Hermes, the consumer delivery specialist, has become the first customer to take part in an early stage trial with Ford, Europe’s market leader in commercial vehicles, to make city deliveries more efficient and sustainable in the future.

Ford’s new ‘European Self-Driving Vehicle Research Programme’ has been designed to help businesses in Europe understand how autonomous vehicles can benefit their operations.  The two-week trial will use a specially adapted Ford commercial vehicle featuring sensors that mimic the look of an actual self-driving vehicle, while enabling an experienced, hidden driver to ‘drive’.  The research aims to better understand how other road users would interact with an apparently driverless delivery van. 

The driver will play an entirely passive role, simply driving the vehicle. Pedestrian couriers will support the delivery van equipped with a smartphone app that lets them hail the vehicle and remotely unlock the load door after it is safely parked at the roadside.
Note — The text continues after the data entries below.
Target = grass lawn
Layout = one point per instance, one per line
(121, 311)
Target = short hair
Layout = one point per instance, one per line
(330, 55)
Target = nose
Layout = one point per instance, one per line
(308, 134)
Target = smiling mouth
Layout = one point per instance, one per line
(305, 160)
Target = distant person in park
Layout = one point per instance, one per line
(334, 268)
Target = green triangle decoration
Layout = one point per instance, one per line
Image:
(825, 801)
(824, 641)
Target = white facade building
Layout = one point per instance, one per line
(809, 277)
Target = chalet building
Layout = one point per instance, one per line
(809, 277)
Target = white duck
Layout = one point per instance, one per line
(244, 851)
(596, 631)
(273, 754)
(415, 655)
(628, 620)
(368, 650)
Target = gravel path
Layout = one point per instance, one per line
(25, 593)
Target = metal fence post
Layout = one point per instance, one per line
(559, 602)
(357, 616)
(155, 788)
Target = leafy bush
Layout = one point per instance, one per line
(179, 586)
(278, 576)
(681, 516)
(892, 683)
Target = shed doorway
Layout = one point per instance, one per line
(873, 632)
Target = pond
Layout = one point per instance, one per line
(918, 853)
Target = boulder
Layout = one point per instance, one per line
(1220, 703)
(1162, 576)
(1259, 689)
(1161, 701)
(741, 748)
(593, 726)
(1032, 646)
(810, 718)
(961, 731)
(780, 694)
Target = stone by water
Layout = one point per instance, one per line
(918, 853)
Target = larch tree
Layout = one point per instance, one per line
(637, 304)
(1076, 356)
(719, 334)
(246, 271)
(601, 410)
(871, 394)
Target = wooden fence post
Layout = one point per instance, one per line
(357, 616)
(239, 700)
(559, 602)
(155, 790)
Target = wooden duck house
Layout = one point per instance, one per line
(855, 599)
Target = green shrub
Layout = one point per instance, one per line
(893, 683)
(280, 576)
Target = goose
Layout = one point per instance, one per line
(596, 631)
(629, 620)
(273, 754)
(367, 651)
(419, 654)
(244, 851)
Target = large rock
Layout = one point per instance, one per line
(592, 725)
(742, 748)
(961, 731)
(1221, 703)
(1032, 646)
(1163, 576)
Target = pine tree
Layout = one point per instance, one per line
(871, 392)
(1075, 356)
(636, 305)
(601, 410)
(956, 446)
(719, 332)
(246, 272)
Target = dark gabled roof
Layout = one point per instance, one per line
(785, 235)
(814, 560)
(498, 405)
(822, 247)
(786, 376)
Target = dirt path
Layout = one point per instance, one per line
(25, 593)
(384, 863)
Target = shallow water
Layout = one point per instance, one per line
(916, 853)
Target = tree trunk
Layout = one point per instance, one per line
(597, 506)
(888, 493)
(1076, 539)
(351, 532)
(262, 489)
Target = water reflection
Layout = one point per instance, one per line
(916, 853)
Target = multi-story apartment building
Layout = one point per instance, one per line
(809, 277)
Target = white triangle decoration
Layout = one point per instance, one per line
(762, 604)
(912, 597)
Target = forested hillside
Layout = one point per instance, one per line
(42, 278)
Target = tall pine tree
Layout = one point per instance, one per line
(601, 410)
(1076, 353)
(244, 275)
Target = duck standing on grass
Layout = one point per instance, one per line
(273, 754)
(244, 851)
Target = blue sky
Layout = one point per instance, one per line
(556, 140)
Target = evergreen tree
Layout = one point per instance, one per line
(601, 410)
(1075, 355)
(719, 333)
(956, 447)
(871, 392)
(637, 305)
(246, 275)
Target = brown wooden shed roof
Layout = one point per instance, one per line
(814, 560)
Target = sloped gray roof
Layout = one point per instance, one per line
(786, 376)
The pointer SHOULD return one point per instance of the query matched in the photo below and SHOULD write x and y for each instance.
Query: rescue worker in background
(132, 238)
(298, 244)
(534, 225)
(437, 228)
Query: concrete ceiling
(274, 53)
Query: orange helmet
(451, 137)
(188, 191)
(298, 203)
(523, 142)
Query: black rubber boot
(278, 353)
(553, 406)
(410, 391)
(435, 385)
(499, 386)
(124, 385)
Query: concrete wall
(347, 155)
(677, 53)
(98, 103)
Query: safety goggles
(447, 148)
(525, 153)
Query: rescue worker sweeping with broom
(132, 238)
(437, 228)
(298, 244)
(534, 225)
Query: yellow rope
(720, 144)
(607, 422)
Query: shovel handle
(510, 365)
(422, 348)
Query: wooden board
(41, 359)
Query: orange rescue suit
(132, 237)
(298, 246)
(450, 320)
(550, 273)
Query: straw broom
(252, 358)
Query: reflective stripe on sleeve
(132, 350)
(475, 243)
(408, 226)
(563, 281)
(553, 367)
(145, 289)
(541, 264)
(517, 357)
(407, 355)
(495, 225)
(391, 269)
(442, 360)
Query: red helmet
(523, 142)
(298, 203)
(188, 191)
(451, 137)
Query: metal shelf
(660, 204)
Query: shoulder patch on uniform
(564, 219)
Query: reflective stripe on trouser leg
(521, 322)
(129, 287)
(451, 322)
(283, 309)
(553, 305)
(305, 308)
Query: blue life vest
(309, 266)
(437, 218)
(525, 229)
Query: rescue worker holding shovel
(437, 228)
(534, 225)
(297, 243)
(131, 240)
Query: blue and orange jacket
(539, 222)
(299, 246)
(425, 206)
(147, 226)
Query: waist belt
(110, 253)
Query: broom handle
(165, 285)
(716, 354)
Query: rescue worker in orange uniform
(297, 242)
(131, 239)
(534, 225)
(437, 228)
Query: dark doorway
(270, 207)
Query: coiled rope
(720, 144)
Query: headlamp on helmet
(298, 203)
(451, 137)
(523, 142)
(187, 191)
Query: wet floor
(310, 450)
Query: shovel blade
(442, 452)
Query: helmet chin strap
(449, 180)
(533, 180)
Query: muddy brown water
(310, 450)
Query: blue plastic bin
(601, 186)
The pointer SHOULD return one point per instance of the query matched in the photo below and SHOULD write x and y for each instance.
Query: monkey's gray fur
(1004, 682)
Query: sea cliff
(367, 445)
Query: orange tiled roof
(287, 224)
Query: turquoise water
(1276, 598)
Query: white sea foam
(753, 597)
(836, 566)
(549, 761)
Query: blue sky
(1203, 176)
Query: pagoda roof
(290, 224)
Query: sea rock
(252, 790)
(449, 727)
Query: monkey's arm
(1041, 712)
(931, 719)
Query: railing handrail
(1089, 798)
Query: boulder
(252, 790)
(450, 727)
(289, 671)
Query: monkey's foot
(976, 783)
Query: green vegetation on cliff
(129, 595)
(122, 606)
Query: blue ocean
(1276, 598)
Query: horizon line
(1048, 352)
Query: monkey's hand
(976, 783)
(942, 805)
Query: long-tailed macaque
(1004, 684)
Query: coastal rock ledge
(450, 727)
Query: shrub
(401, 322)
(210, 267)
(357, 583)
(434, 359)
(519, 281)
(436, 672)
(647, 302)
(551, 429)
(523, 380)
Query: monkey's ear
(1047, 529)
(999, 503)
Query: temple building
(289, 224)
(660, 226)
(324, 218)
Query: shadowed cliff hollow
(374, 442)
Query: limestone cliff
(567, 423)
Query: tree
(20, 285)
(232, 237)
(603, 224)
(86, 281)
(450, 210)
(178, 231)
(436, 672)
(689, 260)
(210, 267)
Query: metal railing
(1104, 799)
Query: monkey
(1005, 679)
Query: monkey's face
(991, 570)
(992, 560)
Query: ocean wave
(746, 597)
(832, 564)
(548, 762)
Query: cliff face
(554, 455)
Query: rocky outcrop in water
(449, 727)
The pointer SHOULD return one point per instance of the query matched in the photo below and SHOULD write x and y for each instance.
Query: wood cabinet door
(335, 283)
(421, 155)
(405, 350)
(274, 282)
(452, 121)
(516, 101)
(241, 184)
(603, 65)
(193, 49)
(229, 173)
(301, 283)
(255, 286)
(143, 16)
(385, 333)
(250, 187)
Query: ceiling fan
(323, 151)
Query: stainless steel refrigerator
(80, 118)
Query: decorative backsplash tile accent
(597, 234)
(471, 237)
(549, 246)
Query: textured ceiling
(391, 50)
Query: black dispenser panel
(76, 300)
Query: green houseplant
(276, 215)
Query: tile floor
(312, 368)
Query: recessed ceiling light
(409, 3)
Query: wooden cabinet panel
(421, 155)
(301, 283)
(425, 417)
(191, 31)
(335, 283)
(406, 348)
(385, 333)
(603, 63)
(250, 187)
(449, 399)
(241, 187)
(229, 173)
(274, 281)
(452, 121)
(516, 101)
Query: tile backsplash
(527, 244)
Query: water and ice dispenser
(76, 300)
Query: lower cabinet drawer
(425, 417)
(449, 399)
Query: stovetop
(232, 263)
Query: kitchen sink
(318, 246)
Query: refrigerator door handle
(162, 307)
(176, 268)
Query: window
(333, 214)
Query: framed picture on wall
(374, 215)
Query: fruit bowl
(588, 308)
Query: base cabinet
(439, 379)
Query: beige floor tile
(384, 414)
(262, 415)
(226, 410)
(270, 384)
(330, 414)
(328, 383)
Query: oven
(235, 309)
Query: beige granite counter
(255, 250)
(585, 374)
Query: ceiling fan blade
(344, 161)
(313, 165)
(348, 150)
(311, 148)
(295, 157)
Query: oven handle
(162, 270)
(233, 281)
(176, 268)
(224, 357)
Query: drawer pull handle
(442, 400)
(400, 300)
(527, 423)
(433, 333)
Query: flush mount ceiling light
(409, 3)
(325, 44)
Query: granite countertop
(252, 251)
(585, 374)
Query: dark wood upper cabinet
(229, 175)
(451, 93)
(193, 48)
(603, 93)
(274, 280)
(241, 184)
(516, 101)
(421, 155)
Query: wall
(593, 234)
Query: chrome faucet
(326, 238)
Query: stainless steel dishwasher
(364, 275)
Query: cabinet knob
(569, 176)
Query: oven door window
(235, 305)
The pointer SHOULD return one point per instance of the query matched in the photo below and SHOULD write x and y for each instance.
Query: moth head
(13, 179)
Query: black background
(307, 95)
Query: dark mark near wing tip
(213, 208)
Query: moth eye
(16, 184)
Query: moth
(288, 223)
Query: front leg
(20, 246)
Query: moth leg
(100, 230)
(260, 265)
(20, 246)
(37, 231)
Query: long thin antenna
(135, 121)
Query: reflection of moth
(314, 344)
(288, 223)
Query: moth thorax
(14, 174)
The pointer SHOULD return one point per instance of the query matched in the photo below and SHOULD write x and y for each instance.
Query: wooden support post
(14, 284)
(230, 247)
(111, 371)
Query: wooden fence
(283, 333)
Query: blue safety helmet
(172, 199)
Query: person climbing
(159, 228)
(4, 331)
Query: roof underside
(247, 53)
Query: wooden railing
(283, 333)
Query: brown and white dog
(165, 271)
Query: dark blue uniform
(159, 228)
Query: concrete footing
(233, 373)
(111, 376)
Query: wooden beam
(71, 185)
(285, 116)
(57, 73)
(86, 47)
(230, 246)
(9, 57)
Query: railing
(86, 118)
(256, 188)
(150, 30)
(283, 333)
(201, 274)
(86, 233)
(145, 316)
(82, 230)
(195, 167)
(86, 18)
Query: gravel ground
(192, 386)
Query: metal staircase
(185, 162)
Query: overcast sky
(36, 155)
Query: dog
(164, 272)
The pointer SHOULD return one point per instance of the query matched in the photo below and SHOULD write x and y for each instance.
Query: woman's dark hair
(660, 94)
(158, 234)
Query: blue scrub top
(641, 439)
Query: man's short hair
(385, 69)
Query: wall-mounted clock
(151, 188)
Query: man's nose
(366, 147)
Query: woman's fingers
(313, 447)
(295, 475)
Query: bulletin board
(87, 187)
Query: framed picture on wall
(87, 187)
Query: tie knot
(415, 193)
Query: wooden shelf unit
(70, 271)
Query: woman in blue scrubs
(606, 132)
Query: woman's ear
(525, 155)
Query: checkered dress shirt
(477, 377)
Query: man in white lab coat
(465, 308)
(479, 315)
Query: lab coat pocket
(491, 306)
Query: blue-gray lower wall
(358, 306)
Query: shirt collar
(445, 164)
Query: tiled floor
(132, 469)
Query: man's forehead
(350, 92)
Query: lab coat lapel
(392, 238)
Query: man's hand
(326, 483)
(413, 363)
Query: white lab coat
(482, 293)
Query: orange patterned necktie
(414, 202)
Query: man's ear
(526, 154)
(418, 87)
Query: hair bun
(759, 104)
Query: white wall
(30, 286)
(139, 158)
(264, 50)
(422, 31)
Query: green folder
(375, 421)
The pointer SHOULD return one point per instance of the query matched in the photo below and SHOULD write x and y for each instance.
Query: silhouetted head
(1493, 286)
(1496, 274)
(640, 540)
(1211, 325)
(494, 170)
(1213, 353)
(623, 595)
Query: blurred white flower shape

Once inside, voice prompts and digital screens will direct the courier to the locker containing the parcels to be delivered.

The research vehicles will enable Hermes to understand how their teams could work alongside driverless vehicles ensuring that business processes are able to continue safely without a driver present. 

Lynsey Aston, Head of Product, Innovation and Onboarding, Hermes, said:

“We’re excited to collaborate with Ford on this proof of concept trial, which is all about understanding the potential for autonomous vehicles and if they have a role in delivery in the longer-term future.  We’re constantly innovating to incubate and then explore concepts like this, and we look forward to the initial findings, which will no doubt be useful on an industry-wide level.”

“As we plan to bring autonomous vehicles to the roads, it is important that we focus not only on enabling the technology, but on enabling our customers’ businesses,” said Richard Balch, Director, Autonomous Vehicles and Mobility, Ford of Europe. “Clearly, there is no better way to identify how they may need to adapt than to experience those processes in real life.”

Ford has for six years been Europe’s market leader in commercial vehicles. By harnessing this experience with Hermes, the company intends to identify new opportunities and models for autonomous vehicle operations – in particular understanding how existing processes and human interactions can work alongside automated vehicles. Commercial vehicles’ planned operations and many human interactions are an ideal test case.